Jordan’s Aqaba Development Corporation (ADC) says it will now build and finance the $700 million Aqaba New Port by itself and have cancelled the public-private partnership (PPP) for the contract.

The company, which is the investment arm of the Aqaba Special Economic Zone (ASEZA), says it made the decision after disagreements surfaced between ADC and the preferred bidder the Aqaba Gateway Group (AGG).

This divide caused the breakdown of months of negotiations between the two parties.

“ADC…has formally cancelled the tender process for the new port project and ended exclusive negotiations with the Aqaba Gateway Group which was selected in August as the preferred bidder since ADC and AGG could not reach an agreement over the terms of the development and operation agreement for the new port,” ADC said in a statement seen by MEED.
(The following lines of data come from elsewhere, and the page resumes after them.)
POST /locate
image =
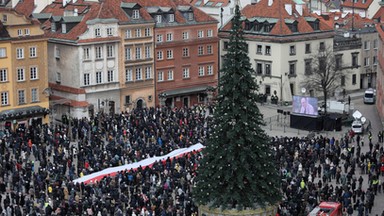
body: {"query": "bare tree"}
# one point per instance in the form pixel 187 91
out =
pixel 323 73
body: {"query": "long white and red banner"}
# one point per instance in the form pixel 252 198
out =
pixel 97 176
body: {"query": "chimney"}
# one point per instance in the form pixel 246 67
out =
pixel 288 8
pixel 299 9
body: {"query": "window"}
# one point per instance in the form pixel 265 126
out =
pixel 19 53
pixel 200 34
pixel 366 61
pixel 98 52
pixel 3 75
pixel 159 55
pixel 128 75
pixel 185 52
pixel 268 68
pixel 355 59
pixel 139 73
pixel 367 45
pixel 209 49
pixel 110 51
pixel 292 50
pixel 137 32
pixel 57 52
pixel 185 35
pixel 4 98
pixel 338 61
pixel 127 99
pixel 171 17
pixel 342 81
pixel 148 72
pixel 34 95
pixel 322 46
pixel 308 66
pixel 259 49
pixel 169 54
pixel 210 33
pixel 201 71
pixel 169 37
pixel 136 14
pixel 97 32
pixel 128 53
pixel 138 52
pixel 209 69
pixel 160 76
pixel 267 50
pixel 158 18
pixel 86 53
pixel 147 32
pixel 200 50
pixel 147 52
pixel 307 48
pixel 58 77
pixel 292 68
pixel 185 73
pixel 110 76
pixel 3 53
pixel 21 96
pixel 20 74
pixel 99 78
pixel 33 73
pixel 159 38
pixel 110 31
pixel 374 60
pixel 170 75
pixel 5 18
pixel 128 33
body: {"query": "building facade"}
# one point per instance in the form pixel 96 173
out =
pixel 282 39
pixel 23 71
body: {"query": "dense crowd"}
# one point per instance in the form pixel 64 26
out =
pixel 38 165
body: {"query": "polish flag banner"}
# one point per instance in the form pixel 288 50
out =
pixel 97 176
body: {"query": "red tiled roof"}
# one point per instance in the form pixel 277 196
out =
pixel 67 89
pixel 25 7
pixel 72 103
pixel 277 11
pixel 111 9
pixel 358 4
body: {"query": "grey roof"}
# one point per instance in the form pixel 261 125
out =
pixel 128 5
pixel 184 8
pixel 72 19
pixel 41 15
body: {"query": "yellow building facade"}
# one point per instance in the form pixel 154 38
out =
pixel 24 72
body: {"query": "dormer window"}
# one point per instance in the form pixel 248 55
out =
pixel 97 32
pixel 171 17
pixel 190 16
pixel 135 14
pixel 158 18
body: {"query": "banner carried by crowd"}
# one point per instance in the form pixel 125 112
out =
pixel 97 176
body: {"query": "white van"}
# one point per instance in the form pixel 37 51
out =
pixel 370 96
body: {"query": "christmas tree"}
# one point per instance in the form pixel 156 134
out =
pixel 238 169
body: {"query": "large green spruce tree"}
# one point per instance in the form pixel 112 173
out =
pixel 238 169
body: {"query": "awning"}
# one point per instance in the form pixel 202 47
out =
pixel 23 112
pixel 185 91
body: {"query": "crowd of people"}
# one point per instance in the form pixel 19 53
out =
pixel 38 165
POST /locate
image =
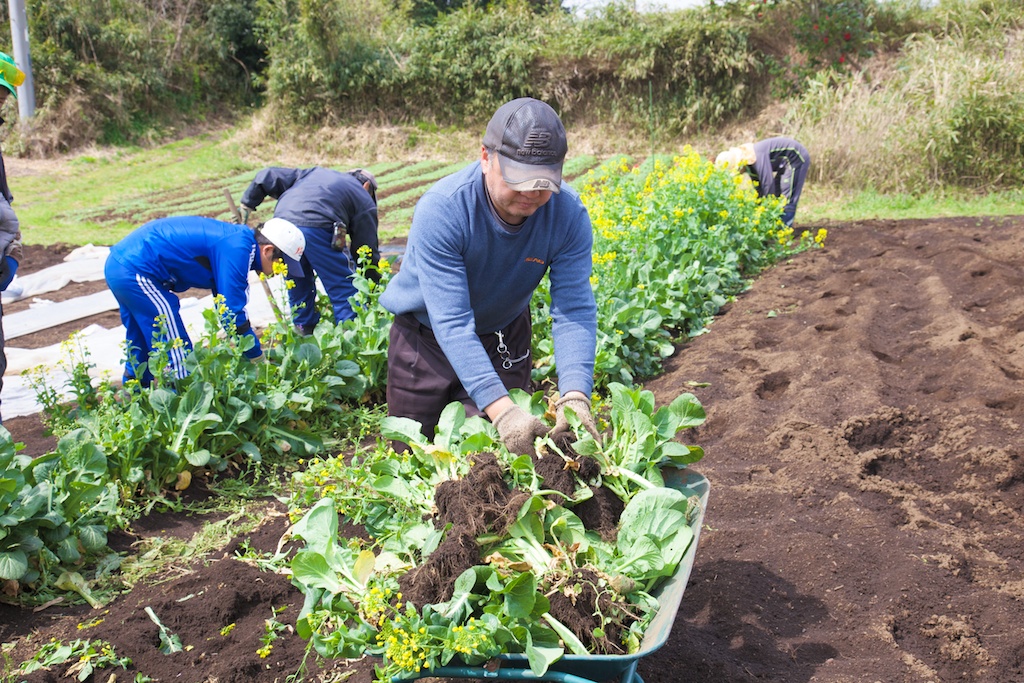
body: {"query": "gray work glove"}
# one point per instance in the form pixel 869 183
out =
pixel 580 406
pixel 517 429
pixel 14 249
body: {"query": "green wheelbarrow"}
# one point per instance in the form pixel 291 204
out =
pixel 606 668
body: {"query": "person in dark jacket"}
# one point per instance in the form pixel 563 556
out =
pixel 10 233
pixel 178 253
pixel 776 165
pixel 337 213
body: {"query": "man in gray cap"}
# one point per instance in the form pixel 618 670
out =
pixel 337 213
pixel 480 242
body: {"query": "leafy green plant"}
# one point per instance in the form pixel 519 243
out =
pixel 88 656
pixel 53 509
pixel 833 32
pixel 674 239
pixel 503 603
pixel 642 439
pixel 169 641
pixel 272 629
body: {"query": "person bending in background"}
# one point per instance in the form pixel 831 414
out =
pixel 480 242
pixel 776 165
pixel 327 206
pixel 178 253
pixel 10 233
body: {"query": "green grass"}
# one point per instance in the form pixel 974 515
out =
pixel 101 197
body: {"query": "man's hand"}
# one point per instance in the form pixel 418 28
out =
pixel 517 429
pixel 14 249
pixel 581 406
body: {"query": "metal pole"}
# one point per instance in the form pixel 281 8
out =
pixel 19 38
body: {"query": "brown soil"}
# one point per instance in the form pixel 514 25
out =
pixel 866 484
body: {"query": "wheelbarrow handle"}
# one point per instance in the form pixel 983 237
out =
pixel 629 676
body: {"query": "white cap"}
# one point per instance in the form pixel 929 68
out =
pixel 285 237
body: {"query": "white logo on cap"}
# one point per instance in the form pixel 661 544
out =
pixel 538 138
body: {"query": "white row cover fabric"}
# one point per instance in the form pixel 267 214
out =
pixel 84 264
pixel 104 347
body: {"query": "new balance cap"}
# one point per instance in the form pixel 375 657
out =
pixel 529 140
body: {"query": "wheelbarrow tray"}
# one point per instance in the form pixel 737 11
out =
pixel 602 668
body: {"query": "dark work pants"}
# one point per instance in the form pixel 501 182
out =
pixel 421 381
pixel 3 354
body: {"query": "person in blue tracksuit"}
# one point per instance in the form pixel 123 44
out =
pixel 168 255
pixel 337 213
pixel 10 233
pixel 776 165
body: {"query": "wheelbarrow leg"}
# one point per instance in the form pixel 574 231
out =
pixel 631 675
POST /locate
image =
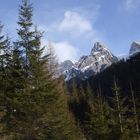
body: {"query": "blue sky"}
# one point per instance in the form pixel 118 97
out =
pixel 74 25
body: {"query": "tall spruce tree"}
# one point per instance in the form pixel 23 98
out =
pixel 41 111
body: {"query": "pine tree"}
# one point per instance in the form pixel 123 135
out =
pixel 40 109
pixel 98 125
pixel 119 109
pixel 52 61
pixel 135 123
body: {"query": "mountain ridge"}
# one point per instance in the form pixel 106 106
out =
pixel 99 59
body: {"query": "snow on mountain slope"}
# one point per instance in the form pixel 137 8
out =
pixel 99 58
pixel 135 48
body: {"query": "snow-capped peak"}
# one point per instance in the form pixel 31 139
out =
pixel 135 48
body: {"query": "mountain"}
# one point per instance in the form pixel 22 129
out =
pixel 135 48
pixel 99 59
pixel 124 72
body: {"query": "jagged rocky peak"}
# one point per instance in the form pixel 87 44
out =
pixel 65 66
pixel 100 48
pixel 135 48
pixel 99 58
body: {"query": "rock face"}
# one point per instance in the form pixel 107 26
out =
pixel 135 48
pixel 99 58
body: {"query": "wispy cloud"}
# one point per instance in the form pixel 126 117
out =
pixel 131 4
pixel 63 50
pixel 66 51
pixel 75 23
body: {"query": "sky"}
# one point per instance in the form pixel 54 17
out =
pixel 73 26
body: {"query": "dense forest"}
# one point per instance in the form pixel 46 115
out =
pixel 35 105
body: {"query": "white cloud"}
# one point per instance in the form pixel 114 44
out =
pixel 131 4
pixel 65 51
pixel 75 23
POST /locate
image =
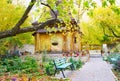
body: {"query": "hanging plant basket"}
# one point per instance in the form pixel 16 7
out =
pixel 55 43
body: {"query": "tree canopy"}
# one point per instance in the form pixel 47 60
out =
pixel 103 22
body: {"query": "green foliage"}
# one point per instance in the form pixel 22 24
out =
pixel 76 63
pixel 8 19
pixel 18 65
pixel 49 68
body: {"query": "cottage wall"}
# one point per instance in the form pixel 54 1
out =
pixel 66 43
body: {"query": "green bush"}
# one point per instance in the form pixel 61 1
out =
pixel 18 65
pixel 76 63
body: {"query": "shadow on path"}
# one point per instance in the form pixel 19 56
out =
pixel 94 70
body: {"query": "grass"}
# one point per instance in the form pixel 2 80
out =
pixel 117 74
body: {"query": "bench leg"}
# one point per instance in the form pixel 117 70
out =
pixel 71 66
pixel 55 72
pixel 63 73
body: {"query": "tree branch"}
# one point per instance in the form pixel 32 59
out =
pixel 9 33
pixel 50 9
pixel 23 18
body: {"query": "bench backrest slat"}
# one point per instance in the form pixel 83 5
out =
pixel 60 61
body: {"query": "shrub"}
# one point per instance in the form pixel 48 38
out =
pixel 76 63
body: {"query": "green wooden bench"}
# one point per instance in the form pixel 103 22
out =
pixel 61 64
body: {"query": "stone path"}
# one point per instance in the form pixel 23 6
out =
pixel 94 70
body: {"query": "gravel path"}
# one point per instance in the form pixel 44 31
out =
pixel 94 70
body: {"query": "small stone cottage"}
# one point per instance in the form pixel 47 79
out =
pixel 61 40
pixel 57 42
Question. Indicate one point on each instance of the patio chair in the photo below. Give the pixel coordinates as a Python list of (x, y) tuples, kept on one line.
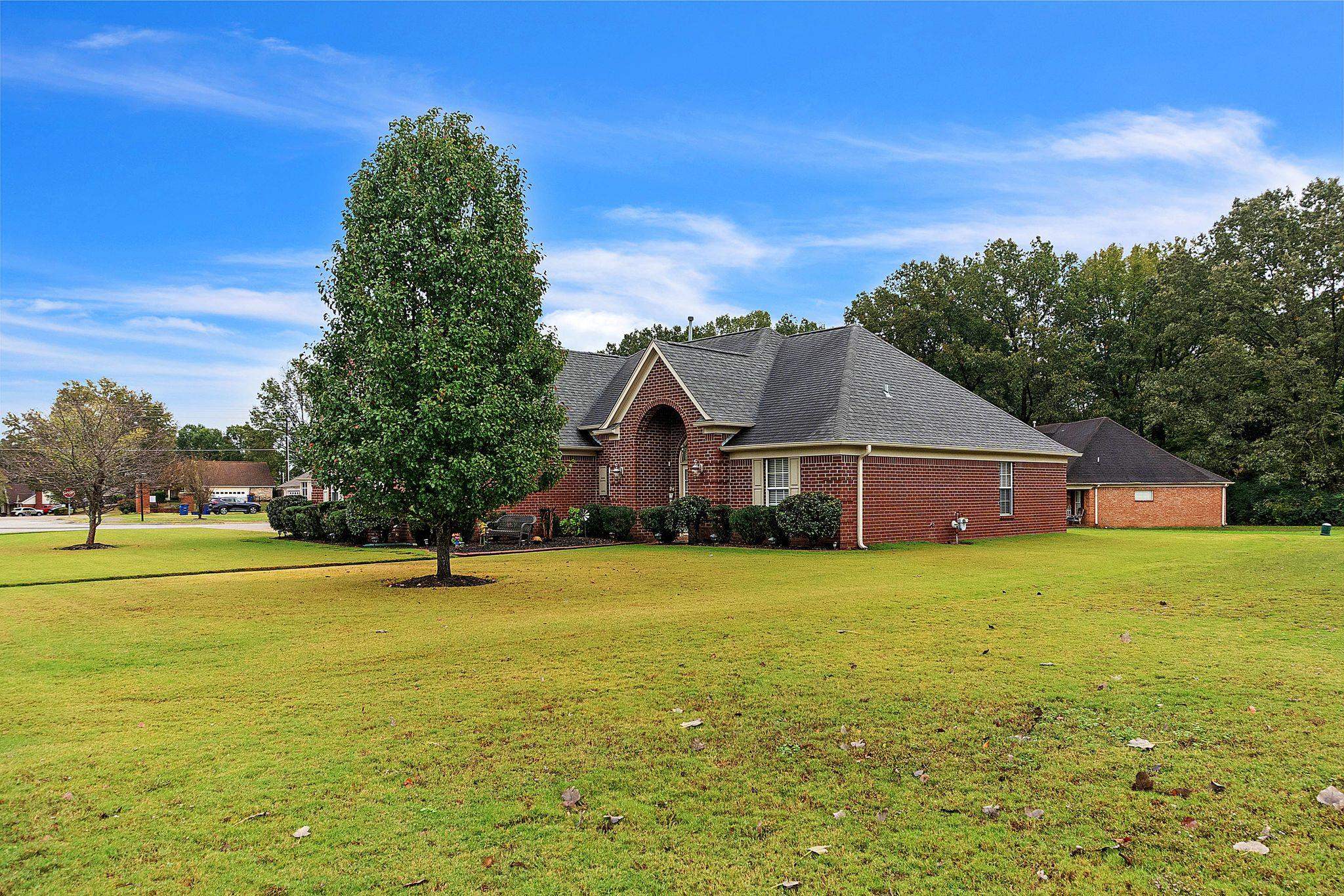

ADC says it will now use its available financial resources to fund the project, including proceeds of its corporate bonds.

The company also said it will invite the private sector to participate in later stages of the development and operation of the new port in order to benefit from public-private partnerships.

In August, MEED reported that ADC selected the AGG consortium, led by Kuwait’s KGL Investment, having carried out due diligence on the group’s technical and financial bids (MEED 03:08:09).

The consortium also included Kuwait and Gulf Link Transport Company, Greece’s J&P, Portia from the UK, Deutsche Bank, a joint venture between US law firm Latham and Watkins and Jordan’s own Obeidat & Freihat, Cowi from Denmark and Arcadis from Holland.

Once the new project is completed, ADC will hand over the existing port site to UAE-based Al Maabar which has plans to build a real estate development there.

The completion date of the new Aqaba port project is still confirmed for the end of 2012.